MAR MATO - VIGO
España no es el paraíso de los enfermos de fibromialgia. Se deduce de un estudio encargado por la red de asociaciones europeas de afectados por esta dolencia en el que se señala que de cada 100 españoles con esta enfermedad, tres pierden su puesto de trabajo. La tasa, según el propio informe, es la más alta de Europa, según los datos ofrecidos ayer por la Asociación Coruñesa de Fibromialgia y Síndrome de Fatiga Crónica.
La presidenta de esta organización, Soledad Morales, explicaba ayer porqué España se encuentra en tan comprometida posición: "El porcentaje de personas que pierden su trabajo es muy elevado porque la gente con fibromialgia coge bastantes bajas. Los brotes pueden durar una o varias semanas y los empresarios no entienden a qué se debe por falta de información e interés".
Para informar mejor a la sociedad de lo que supone esta dolencia, asociaciones de todo el mundo celebran el Día de la Fibromialgia ofreciendo charlas, mesas informativas y diversos actos formativos en los que explican cómo afecta esta dolencia.
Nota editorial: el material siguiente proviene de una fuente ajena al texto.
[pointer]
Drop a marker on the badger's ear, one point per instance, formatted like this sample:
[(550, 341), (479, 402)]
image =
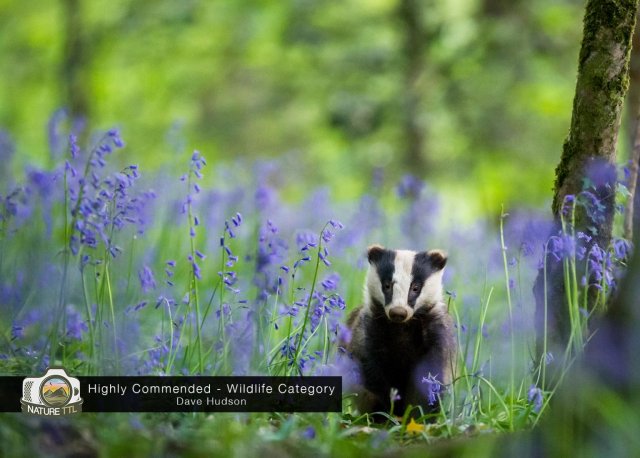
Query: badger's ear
[(375, 253), (437, 258)]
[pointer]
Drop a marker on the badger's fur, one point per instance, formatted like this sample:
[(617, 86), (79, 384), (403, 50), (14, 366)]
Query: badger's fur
[(402, 333)]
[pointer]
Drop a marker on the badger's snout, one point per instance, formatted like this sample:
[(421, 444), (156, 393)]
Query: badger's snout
[(398, 314)]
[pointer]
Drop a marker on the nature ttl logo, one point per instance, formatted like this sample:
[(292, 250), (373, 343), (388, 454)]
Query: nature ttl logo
[(53, 394)]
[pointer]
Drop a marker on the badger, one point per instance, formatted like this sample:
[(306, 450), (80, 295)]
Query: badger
[(402, 337)]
Para ilustrarlo de una forma más gráfica, la asociación coruñesa proyectará hoy un corto producido y protagonizado por las enfermas en el que se muestra "cómo es el día a día, la vida de una persona con fibromialgia", señala Morales.
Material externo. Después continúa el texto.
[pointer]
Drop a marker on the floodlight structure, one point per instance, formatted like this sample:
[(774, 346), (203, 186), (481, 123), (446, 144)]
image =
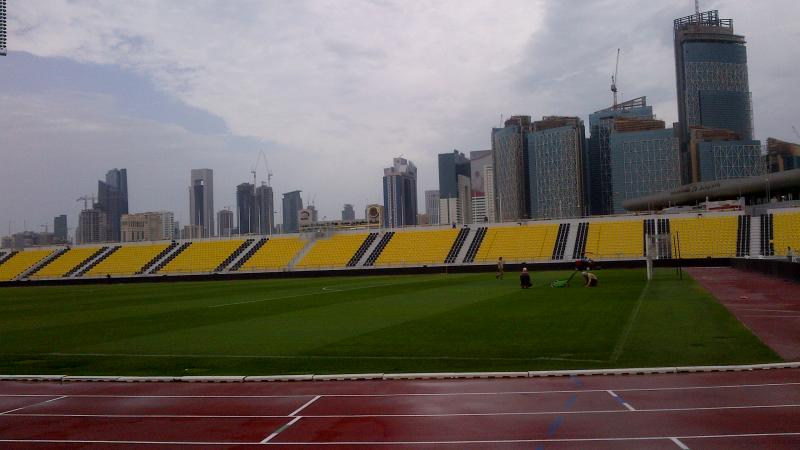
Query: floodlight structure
[(3, 27)]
La pieza se inicia con el despertar de la protagonista "levantándose muy cansada de la cama. Después, al desayunar, quiere coger la taza del café y se le cae porque no le aguantan las manos. Posteriormente (relata Soledad Morales) se olvida de lo que va a comprar o va cargada con el carrito y le cuesta tirar de él. En el corto, se ve cómo le cuesta tirar de la vida por un cansancio que no pasa aunque descanses".
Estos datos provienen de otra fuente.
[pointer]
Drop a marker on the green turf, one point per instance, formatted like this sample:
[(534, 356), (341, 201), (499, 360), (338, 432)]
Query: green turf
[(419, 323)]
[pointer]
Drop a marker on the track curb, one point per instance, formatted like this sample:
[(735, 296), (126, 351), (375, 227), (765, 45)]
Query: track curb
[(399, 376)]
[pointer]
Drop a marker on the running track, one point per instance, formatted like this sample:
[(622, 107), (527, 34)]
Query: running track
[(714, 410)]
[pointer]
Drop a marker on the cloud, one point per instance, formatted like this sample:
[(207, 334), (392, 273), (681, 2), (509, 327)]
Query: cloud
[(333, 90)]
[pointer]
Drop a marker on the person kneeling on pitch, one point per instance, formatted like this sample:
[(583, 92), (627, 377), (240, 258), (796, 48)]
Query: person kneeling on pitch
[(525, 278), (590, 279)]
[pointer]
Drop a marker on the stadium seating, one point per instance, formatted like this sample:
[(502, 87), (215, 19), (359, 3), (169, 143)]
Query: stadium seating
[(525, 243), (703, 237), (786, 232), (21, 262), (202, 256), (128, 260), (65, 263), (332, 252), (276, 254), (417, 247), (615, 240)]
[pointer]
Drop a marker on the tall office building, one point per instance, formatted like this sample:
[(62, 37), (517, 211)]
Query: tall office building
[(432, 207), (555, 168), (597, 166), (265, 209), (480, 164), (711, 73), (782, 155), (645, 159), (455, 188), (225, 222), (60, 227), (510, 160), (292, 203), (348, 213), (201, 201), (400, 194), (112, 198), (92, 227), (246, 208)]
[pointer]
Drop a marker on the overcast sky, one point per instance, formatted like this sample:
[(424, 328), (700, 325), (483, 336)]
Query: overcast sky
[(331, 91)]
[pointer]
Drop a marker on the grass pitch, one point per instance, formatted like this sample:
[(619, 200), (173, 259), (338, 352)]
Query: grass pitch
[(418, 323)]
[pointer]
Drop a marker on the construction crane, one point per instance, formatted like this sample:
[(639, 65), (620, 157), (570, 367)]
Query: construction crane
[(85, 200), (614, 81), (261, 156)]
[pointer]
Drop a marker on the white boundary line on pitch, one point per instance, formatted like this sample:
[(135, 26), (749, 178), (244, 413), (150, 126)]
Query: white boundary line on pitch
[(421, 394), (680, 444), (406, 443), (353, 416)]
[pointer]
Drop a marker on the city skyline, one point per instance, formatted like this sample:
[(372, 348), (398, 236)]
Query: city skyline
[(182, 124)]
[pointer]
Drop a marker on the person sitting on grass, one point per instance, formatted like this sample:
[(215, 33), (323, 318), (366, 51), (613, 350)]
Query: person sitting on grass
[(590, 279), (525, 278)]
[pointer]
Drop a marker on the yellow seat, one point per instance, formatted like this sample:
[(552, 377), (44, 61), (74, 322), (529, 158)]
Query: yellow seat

Este difícil día a día se debe a una dolencia –considerada reumatológica– que afecta entre un 2 y un 4% de la población con síntomas característicos como dolor en músculos y tendones, agotamiento continuo, sueño no reparador y rigidez corporal, además de ansiedad y otros síntomas.
Aprender a sobrellevarlo
No obstante, el grado de afectación varía de persona a persona. "Eu con 50 e pico anos estou moito mellor que cando tiña 40 porque aprendín en que consiste esta enfermidade. Fago exercicio todas as mañás; vou andar polas noites e podo dicir que tomo a medicación puntualmente cando teño un brote", confiesa la fundadora y presidenta de la Asociación Galega de Fibromialgia, Mª Dolores Bermúdez Vázquez.